Restaurant information
- Established: January 2000; 26 years ago
- Owner: Woworks
- Previous owner: Downing Barber
- Food type: Tex-Mex
- Location: United States
- Other information: As of August 2023, there are 46 franchise agreements for Barberitos in the Southeastern US.
- Website: www.barberitos.com

= Barberitos =

Tex-mex restaurant chain

Barberitos is an American franchise restaurant chain of Mission burrito-inspired restaurants based in Athens, Georgia, United States. The company name is a portmanteau of founder Downing Barber's last name and burrito.

==History==
The idea of the restaurant developed when Downing Barber tried eating a healthy diet without a budget, while noticing a restaurant in Aspen, Colorado serving fresh food to customers. The original Barberitos in downtown Athens opened in January 2000. The company struggled early on, but started to turn things around by 2010.
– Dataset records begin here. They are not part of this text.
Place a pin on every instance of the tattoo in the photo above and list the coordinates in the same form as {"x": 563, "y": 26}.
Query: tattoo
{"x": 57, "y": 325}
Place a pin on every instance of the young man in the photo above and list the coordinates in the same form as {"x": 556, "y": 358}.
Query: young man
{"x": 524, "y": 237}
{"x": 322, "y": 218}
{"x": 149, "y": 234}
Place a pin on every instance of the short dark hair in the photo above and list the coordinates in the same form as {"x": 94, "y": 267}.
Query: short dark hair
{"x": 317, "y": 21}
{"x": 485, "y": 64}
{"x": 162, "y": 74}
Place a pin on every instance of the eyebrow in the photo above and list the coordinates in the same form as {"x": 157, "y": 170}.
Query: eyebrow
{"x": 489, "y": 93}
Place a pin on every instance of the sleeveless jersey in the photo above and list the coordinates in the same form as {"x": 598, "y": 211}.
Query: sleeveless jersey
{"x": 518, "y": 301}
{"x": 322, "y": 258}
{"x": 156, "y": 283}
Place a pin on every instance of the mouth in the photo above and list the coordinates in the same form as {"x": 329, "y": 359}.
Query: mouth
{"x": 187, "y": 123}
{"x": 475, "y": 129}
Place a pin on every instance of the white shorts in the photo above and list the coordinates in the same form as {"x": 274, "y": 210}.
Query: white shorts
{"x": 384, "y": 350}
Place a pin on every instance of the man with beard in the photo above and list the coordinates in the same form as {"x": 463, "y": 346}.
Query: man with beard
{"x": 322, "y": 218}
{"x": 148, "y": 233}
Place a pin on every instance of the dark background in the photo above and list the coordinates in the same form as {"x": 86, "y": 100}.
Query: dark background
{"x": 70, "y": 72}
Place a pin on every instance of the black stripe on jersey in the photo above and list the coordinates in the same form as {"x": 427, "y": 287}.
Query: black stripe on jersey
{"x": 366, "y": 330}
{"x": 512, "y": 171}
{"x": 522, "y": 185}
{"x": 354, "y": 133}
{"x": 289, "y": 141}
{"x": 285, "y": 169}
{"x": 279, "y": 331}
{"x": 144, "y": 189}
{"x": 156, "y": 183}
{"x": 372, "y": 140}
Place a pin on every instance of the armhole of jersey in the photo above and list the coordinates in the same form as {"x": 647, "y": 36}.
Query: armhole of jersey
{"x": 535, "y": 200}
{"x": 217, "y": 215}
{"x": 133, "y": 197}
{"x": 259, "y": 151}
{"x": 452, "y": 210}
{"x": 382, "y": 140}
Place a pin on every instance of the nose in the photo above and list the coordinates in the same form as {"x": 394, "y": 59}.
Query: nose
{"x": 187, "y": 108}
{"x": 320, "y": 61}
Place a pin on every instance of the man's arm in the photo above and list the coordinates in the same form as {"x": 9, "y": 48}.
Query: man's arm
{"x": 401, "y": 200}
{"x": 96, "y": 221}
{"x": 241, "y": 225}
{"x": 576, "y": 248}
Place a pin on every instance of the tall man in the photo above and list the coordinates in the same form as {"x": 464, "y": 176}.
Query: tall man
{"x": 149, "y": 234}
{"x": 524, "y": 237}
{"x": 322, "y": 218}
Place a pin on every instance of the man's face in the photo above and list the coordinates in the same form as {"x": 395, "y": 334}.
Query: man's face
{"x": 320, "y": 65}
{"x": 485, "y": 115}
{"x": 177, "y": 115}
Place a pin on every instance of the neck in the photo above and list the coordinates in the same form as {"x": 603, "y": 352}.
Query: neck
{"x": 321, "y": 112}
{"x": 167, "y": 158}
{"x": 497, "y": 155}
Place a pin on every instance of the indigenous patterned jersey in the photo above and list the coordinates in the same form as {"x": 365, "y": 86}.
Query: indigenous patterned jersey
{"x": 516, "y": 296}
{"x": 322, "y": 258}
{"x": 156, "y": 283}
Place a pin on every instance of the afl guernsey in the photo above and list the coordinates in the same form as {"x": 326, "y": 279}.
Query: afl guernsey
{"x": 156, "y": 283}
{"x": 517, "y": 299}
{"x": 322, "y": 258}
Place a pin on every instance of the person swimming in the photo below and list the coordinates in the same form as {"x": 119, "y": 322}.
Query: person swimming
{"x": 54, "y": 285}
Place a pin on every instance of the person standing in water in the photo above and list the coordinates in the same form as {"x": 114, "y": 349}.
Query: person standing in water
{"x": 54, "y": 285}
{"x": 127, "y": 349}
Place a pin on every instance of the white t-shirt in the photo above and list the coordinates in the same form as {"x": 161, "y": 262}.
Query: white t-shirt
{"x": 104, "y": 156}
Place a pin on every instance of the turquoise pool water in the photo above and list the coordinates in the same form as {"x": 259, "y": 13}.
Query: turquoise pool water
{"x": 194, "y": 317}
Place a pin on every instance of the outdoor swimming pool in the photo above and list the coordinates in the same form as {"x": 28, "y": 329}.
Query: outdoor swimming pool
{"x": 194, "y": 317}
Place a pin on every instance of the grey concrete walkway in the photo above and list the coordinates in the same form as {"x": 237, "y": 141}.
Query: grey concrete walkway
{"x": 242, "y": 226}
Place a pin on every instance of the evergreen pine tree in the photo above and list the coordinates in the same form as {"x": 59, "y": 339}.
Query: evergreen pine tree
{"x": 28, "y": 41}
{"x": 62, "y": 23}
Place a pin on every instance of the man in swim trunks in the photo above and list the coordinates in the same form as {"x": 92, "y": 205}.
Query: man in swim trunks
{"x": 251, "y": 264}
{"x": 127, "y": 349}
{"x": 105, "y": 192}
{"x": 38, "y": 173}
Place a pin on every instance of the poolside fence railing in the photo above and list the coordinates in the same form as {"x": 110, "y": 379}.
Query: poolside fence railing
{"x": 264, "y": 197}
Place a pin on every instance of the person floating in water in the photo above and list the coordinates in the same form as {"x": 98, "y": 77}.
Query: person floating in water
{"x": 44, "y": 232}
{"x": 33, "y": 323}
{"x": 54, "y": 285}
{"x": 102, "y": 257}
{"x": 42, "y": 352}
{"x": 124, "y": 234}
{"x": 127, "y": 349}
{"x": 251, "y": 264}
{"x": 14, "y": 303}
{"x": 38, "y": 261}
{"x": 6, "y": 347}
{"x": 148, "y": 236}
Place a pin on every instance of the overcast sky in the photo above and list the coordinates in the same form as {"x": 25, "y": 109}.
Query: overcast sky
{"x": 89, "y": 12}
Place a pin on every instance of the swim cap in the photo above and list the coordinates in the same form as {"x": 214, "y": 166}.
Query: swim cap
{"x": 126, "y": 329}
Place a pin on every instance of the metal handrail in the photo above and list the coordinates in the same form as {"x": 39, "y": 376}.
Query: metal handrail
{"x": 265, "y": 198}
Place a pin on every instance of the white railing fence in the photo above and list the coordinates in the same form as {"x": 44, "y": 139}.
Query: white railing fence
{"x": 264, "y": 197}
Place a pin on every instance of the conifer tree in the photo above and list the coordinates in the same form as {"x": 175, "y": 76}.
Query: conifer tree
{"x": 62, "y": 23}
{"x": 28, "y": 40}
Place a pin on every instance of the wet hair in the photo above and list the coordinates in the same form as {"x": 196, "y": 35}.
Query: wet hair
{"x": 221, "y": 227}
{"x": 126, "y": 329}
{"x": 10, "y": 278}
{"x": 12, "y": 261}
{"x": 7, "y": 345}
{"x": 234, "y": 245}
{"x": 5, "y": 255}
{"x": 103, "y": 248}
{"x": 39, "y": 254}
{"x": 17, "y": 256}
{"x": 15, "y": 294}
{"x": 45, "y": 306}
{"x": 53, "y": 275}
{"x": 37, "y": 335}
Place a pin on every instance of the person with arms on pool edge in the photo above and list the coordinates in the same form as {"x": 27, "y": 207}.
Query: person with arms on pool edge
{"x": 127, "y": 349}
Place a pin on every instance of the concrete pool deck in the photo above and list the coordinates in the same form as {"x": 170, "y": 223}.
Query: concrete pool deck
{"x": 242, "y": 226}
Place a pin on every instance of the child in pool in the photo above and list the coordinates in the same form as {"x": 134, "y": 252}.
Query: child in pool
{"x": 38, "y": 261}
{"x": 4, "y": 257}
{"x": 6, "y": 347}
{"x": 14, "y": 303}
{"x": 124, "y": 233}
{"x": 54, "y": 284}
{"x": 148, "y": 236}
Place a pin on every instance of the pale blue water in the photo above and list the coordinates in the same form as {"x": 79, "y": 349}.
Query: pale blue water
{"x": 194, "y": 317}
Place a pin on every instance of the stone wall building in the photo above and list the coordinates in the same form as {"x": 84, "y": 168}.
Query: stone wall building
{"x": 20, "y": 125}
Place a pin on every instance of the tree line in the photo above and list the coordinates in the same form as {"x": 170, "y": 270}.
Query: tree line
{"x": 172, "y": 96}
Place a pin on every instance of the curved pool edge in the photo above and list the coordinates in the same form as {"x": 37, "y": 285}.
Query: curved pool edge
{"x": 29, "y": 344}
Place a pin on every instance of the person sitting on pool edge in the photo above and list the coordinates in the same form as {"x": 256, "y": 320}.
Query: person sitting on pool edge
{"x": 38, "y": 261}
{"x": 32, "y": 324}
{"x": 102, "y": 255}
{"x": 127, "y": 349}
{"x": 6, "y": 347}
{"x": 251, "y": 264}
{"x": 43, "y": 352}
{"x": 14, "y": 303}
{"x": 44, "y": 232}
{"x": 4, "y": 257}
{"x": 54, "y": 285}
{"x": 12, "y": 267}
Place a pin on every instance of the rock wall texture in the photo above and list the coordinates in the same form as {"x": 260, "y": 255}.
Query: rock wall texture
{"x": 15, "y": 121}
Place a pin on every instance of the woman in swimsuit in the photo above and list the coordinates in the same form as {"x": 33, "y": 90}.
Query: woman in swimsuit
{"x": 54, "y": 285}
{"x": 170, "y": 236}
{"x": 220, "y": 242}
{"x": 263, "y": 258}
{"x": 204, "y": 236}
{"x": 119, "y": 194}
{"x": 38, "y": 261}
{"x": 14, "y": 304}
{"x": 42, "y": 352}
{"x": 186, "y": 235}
In 2019, NFL player and UGA alum David Pollack joined Barberitos as the brand's ambassador.

On February 20, 2020, Barberitos celebrated its 20th anniversary.

In May 2022, the company was acquired by Woworks.

==Franchises==
Franchising for the company began in 2002; as of August 2023, forty-six restaurants are operating through the Southeastern United States.

==Mascot==
The company mascot is Pepe, a grinning chili pepper wearing dark glasses and clutching a burrito.